Looking at the BASF Glasurit 801-703 chromated epoxy primer's safety data sheet (SDS), it is a "horror show" from the perspective of having cancer causing ingredients which include both the solvent xylene as well as the "active ingredients" strontium and barium chromate. Chromate is what we chemists call "chromium six", abbreviated as Cr(VI), and it is exceeding dangerous in long-term occupational exposure.
If you work with such a product, it is probably not too bad when you are applying the wet mixture - but do that with proper ventilation and other PPE, please. But, if you EVER have to sand, media blast or otherwise disturb the dry film - even years later - you absolutely need to do so outdoors, fully protected and well away from any area where people or animals would be likely to roam afterwards. Literally, that dust could end up killing you.

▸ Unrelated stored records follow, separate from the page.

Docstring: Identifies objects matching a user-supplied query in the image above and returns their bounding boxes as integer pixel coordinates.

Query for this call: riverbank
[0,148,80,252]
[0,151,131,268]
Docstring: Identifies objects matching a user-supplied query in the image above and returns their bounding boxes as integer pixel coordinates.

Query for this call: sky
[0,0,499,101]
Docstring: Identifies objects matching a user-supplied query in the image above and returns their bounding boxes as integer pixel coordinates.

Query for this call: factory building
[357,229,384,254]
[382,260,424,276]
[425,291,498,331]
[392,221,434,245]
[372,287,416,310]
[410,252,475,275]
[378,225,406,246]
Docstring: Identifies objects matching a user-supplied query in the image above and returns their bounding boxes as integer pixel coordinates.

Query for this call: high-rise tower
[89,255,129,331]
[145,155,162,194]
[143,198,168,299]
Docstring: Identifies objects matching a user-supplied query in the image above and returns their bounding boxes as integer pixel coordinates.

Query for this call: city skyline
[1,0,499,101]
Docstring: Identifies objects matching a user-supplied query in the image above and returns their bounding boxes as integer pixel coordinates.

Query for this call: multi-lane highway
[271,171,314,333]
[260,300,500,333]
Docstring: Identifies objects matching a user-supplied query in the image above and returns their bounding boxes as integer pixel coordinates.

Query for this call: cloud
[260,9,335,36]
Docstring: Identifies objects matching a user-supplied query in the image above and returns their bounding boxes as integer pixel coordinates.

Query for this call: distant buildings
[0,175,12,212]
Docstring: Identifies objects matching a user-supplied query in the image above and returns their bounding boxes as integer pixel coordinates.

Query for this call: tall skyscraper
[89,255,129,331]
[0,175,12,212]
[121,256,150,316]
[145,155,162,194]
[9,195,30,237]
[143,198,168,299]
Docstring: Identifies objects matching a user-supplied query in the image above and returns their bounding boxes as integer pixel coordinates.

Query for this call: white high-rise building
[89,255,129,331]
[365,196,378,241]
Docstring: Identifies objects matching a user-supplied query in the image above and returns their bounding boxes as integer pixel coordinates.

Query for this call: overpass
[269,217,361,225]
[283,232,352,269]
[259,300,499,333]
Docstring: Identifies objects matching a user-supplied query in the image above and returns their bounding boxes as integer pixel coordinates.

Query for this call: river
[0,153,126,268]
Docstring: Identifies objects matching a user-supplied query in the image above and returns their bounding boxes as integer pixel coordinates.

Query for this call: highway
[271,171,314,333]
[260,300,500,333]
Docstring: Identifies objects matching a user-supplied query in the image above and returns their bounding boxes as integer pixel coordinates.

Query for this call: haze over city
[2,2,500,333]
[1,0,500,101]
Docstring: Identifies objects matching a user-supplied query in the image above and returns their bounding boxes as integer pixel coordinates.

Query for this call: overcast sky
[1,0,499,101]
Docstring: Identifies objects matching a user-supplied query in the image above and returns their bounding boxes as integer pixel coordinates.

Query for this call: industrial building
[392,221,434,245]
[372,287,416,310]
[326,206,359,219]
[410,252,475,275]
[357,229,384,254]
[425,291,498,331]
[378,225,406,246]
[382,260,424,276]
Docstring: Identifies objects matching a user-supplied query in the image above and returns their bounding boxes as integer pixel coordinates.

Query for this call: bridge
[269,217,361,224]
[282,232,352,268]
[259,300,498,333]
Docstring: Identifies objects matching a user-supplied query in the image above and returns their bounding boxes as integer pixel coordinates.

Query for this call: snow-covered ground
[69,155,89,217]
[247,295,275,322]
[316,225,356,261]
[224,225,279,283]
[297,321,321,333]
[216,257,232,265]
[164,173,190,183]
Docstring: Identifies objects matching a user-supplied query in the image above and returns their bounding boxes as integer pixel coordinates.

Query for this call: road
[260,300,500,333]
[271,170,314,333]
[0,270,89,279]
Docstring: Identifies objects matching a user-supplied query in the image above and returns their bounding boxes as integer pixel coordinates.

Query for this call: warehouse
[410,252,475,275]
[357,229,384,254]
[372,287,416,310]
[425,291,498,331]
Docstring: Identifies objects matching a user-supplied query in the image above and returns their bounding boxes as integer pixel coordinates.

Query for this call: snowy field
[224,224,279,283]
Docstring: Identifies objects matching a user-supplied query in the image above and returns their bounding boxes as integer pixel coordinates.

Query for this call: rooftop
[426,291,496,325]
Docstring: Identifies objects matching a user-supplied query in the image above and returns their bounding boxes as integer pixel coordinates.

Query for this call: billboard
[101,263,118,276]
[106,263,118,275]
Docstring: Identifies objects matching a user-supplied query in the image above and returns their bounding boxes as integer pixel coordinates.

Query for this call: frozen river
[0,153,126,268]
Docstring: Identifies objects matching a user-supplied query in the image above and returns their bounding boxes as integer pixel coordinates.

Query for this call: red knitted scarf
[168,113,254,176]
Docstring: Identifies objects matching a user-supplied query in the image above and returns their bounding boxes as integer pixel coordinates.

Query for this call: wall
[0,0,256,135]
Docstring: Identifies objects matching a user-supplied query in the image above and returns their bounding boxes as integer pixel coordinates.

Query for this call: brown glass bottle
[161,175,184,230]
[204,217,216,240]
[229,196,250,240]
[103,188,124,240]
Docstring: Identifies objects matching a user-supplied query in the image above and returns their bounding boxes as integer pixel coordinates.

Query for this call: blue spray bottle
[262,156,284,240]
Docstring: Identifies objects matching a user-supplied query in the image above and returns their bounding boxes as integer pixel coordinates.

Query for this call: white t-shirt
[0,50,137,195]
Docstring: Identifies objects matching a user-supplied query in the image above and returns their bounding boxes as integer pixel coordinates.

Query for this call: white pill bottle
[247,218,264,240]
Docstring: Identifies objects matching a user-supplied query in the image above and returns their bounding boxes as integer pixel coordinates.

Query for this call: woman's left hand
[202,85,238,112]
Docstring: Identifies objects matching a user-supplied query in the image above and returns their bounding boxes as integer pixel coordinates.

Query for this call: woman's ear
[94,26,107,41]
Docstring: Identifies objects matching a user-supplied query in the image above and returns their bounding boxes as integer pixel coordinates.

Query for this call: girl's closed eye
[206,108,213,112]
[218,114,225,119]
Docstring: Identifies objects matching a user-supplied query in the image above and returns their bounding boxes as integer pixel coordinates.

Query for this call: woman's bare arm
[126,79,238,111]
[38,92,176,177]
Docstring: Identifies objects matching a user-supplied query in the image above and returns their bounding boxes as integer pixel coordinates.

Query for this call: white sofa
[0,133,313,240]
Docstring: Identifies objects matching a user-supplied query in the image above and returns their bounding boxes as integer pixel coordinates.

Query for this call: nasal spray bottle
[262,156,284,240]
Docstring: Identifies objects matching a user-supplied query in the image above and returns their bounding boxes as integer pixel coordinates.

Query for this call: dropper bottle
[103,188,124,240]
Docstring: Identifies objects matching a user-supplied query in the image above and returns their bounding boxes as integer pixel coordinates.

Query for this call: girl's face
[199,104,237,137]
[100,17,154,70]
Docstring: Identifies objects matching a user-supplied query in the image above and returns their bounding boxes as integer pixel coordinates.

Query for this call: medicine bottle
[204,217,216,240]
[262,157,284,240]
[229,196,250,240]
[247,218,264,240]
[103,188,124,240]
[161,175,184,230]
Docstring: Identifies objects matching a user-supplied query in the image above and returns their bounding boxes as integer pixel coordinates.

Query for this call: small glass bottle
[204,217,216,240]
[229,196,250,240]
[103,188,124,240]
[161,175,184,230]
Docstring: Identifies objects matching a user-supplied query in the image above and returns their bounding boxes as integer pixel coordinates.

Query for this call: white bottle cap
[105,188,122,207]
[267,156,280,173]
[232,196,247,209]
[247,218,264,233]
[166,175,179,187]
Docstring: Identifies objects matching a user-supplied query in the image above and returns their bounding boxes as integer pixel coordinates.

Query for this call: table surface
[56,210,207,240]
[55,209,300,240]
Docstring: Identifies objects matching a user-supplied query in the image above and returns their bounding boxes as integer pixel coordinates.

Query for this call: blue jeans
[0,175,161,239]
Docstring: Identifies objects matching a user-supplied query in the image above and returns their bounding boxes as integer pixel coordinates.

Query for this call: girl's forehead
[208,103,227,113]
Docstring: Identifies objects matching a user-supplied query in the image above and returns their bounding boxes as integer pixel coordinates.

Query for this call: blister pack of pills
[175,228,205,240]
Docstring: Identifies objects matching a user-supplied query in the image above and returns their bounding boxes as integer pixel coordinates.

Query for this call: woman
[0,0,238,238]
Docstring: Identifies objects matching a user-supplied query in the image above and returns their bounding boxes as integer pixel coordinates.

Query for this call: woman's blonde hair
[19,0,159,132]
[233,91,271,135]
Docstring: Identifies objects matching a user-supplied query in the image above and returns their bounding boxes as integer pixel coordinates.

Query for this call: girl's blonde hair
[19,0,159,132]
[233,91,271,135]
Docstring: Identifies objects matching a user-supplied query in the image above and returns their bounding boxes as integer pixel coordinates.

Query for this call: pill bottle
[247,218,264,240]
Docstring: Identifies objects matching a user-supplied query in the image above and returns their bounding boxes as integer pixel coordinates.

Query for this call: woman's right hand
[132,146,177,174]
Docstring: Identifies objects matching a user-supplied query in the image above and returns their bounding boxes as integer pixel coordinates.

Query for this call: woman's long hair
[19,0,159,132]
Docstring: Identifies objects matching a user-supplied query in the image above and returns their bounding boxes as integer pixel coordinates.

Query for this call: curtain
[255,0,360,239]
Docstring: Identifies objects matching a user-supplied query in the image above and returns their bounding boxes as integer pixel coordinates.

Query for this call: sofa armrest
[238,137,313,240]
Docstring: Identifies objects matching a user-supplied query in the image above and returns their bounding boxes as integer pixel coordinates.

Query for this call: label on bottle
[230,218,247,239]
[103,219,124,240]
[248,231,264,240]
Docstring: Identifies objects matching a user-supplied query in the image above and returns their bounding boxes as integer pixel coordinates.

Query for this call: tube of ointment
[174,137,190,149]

I once worked on a contract for the USAF to clean up the waste streams from a parts reconditioning facility in Utah that did a lot of electroplating with, among other things, cadmium and Cr(VI) solutions. By the time the waste streams got to the treatment facility, the Cr(VI) and mostly been reduced to chromium four, Cr(IV), which is still every bit as dangerous as Cr(VI) but not as reactive. I always wondered about the folks who had to haul the sludge away to a HAZMAT landfill.